Many moons ago, when I was just beginning my career as a web designer this was the way I kicked off most of my projects. More often than not the projects I worked on had strict time constraints, anemic project briefs and a complete lack of content. A huge emphasis was put on creating static full-colour visuals that would “impress” the client.

When this is the reality of what a designer is faced with it’s easy to see how going straight to the inspiration sites can seem like a good place to start.

The Scenario – You clock a pretty swanky part of a website and decide you want to recreate that in your project. It looks good here, so it’ll look good in my project, right? Wrong. What you’ve probably missed out on are the subtle details that make the original section look so good. Things like;

  • Brand specific photography: Bespoke photographs taken by a professional that knows what they’re at, nicely shot reflecting the tone of the brand.
  • Type: Selected and paired fonts, that once again reflect the tone of the brand and which have been set to be both pleasing to look at and easy to read.
  • Content: Short, specific and to the point content that has probably been created by a dedicated copywriter who specialises in writing copy for the web.
  • Animation: Custom animations that once again, reflect the tone of the brand and that add to the overall user experience, rather than distract and/or annoy the user.
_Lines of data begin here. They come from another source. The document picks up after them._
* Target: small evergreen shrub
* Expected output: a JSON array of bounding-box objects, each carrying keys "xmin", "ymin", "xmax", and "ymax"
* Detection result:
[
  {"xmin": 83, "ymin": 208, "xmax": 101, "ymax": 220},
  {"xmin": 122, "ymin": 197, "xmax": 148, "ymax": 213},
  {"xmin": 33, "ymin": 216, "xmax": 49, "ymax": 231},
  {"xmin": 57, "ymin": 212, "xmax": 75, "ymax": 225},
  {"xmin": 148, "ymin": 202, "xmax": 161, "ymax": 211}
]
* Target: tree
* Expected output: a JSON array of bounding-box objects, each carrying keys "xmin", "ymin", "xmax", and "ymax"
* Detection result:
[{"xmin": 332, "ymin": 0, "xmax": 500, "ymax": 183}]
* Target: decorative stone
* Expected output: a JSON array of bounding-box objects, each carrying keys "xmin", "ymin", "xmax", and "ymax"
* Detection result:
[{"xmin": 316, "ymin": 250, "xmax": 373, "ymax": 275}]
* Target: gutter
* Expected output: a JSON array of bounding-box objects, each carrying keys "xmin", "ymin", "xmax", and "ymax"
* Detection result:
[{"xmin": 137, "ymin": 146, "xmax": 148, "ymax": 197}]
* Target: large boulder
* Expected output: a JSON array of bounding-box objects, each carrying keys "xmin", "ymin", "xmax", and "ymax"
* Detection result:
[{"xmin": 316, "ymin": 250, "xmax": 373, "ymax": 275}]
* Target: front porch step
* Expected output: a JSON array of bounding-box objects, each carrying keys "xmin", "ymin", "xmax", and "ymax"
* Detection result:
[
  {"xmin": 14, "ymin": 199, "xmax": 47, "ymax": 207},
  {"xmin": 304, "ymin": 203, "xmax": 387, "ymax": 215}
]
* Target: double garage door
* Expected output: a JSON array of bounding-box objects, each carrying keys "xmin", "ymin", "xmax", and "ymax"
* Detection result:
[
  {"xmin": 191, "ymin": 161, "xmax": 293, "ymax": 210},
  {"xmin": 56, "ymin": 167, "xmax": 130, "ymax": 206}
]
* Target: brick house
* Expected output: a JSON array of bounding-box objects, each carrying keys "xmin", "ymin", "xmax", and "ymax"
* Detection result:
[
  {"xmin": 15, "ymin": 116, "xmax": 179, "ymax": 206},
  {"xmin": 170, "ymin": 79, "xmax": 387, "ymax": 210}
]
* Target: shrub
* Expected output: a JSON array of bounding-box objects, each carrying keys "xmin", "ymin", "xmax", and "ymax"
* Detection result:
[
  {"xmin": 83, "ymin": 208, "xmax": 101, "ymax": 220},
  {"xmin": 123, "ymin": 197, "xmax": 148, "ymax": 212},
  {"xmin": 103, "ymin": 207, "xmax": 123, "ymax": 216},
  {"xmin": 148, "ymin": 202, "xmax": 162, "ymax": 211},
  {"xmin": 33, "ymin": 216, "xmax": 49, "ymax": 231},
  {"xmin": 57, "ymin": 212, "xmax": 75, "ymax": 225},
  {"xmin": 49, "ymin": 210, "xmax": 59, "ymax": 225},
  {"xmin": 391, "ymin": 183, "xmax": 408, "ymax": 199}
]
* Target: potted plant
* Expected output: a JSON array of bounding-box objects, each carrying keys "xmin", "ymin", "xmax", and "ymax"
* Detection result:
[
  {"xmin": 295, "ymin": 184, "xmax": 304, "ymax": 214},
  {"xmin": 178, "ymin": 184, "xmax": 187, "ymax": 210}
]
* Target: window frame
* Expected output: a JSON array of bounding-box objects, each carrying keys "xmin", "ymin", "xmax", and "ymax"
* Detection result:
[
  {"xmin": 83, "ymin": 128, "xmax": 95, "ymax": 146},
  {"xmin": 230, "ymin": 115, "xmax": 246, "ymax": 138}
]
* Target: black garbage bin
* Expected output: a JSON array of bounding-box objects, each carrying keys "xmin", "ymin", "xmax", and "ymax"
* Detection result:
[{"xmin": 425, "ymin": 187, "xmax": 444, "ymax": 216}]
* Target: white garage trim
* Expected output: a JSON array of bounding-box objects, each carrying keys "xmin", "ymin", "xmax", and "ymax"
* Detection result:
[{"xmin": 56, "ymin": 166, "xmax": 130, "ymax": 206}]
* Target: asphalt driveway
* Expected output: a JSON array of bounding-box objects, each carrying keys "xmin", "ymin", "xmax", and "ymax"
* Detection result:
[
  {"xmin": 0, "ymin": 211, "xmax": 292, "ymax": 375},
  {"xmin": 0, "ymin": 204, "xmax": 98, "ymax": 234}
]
If you start with none of the above then what you’ll end up creating is something that’s a) not original – you hack! b) something that feels like a dodgy knock-off iPhone, sure the elements are there but it’s lacking that refinement that makes it work on the original website (and 4g).
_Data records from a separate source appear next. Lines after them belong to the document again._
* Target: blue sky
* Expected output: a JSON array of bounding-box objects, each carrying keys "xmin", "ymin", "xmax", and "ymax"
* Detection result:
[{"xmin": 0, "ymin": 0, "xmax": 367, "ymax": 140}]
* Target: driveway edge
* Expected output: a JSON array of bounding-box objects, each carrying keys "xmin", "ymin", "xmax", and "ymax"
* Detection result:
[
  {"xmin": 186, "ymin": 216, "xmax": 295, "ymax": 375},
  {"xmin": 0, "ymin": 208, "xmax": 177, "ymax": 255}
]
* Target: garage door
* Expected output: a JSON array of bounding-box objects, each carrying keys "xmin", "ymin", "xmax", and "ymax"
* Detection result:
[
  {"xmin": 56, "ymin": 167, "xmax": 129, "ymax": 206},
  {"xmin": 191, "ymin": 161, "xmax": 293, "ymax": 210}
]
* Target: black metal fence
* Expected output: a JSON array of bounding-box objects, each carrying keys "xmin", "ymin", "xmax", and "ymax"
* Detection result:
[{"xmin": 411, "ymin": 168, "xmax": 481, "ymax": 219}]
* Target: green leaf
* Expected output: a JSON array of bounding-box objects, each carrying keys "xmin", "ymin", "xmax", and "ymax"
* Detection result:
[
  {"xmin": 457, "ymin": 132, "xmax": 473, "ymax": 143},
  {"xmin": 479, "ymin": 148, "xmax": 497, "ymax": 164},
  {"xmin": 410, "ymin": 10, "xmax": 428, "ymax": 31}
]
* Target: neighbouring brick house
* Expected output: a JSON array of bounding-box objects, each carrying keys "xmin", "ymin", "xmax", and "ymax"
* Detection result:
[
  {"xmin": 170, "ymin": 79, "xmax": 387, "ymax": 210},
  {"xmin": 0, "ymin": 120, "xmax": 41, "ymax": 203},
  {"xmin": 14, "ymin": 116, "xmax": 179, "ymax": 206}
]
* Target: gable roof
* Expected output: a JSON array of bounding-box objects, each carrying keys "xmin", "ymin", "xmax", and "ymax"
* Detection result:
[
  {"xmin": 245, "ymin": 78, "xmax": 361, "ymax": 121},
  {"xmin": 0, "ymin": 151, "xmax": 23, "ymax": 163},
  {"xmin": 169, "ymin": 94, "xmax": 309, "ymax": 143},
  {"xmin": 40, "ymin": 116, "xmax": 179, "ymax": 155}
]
So where to begin? Well, first I like to gather all the necessary assets. Logos, imagery brand guidelines etc.

Next, have a chat about content, copy and the purpose of the website with whoever else is involved in the project (project managers, the client and maybe a developer).

From here create a sitemap and sketch out wireframes. When doing this think about where the suggested content may appear and the purpose of the page – are you trying to sell to the user? Inform them? Encourage them to sign up to a service or mailing list?

Next, take the wireframes and start designing out some of the elements of the page/app. Don’t get too hung up on the aesthetics at this stage, just make sure everything makes sense. Do some areas have more importance than others? Are these the areas that you want to carry weight?

From here, if everything is shaping up nicely I like to go back over everything and tighten up the design. Create some rules for yourself and apply them to the elements you’ve designed. Experiment with font size and line height then apply it across all paragraph elements, play with different style buttons, the spacing of elements, colour contrast etc and what you’ll end up with is a design library custom and bespoke to the brand.

Sketch App is great for organising styles and colours – This is my application of choice for design work. In the same boat? Check out my previous post on Quick tips for App design in Sketch

Now, if you need to create a new section the guesswork is removed because you already know how much padding an element will have, what colour the background is going to be and what size of type to use, because you’ve already established the design library and to do anything else would a) take more time and b) break consistency.

So, to recap;

  • Start with what you know, gather the assets, these are the constants that every other step will have to fit around, to some extent.
  • Next, collaborate with the client to generate content, organise it and create a sitemap to follow.
  • Use wireframes to quickly prototype pages and sections, then turn them into higher fidelity mockups
  • Finally, refine those mockups. Set yourself some design rules to follow in terms of font sizes and colours etc. Build your design library up and make sure it’s spotless and robust.
  • Now you should have designs that are totally custom the client, serve an intended purpose and fit perfectly with the brand. And not a single inspiration site was opened in the process.